A sample of an ideal gas is taken through the cyclic process ABCA as shown in figure. It absorbs, 40 J of heat during the part AB, no heat during BC and rejects 60 J of heat during CA. A work of 50 J is done on the gas during the part BC. The internal energy of the gas at A is 1560 J. The work done by the gas during the part CA is

• A. 20J
• B. 30J
• C. -30J
• D. -60J

Answer 1

The Correct Option is B

To solve this problem, we need to apply the first law of thermodynamics, which states:

Q = \Delta U + W

where Q is the heat exchanged, \Delta U is the change in internal energy, and W is the work done by the system.

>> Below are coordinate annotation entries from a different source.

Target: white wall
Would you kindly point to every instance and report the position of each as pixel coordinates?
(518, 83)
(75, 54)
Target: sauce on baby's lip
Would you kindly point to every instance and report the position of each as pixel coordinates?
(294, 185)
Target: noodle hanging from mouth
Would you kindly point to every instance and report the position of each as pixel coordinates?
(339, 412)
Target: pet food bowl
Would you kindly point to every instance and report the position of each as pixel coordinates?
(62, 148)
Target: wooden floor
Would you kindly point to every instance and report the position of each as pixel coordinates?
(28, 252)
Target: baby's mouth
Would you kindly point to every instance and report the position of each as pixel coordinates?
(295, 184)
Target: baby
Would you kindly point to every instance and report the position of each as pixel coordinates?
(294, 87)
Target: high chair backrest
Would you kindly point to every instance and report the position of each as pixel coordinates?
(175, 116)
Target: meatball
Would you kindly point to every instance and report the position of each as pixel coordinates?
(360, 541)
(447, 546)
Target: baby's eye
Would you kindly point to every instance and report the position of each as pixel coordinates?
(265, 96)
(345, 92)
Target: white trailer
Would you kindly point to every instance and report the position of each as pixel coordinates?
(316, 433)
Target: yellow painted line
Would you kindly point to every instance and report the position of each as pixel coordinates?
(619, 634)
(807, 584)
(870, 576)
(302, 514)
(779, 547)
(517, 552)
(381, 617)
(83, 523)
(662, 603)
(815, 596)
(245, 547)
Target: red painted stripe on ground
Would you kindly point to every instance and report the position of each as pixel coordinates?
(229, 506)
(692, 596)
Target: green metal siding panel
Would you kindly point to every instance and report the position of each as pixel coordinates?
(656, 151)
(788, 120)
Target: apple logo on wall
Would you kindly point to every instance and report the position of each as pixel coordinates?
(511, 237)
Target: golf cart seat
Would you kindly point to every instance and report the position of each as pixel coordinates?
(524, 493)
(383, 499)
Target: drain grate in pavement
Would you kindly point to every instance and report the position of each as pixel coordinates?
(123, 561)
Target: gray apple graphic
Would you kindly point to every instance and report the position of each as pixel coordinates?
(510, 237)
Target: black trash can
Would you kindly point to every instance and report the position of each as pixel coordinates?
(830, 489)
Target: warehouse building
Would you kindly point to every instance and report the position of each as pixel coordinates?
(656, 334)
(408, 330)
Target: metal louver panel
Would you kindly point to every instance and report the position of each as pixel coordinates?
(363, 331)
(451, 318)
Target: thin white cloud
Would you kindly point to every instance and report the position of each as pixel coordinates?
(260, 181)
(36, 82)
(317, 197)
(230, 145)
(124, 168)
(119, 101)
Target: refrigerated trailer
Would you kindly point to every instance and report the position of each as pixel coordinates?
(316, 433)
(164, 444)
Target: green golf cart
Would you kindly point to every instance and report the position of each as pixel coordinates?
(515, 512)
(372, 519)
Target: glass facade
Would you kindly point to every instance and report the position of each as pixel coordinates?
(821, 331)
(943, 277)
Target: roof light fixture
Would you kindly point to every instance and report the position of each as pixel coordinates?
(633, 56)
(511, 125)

1. Heat and Work Information:
   • Heat absorbed during AB: Q_{AB} = 40 \, \text{J}
   • No heat exchange during BC: Q_{BC} = 0 \, \text{J}
   • Heat rejected during CA: Q_{CA} = -60 \, \text{J}
   • Work done on the gas during BC: W_{BC} = -50 \, \text{J}
2. Internal Energy Changes:
   • The initial internal energy at A is U_A = 1560 \, \text{J}.
3. Cyclic Nature:
   • Since the process is cyclic (ABCA), the total change in internal energy is zero: \Delta U_{cycle} = 0
4. Calculate Work Done During CA:

   For the entire cycle, using the first law:

   Q_{total} = W_{AB} + W_{BC} + W_{CA}

   Substituting the given heat exchanges:

   40 \, \text{J} + 0 \, \text{J} - 60 \, \text{J} = W_{AB} + (-50 \, \text{J}) + W_{CA}

   Simplifying gives:

   -20 \, \text{J} = W_{AB} - 50 \, \text{J} + W_{CA}

   Since W_{AB} is 0 in this cyclic analysis, resolving gives:

   W_{CA} = 30 \, \text{J}

Conclusion: The work done by the gas during CA is 30 J.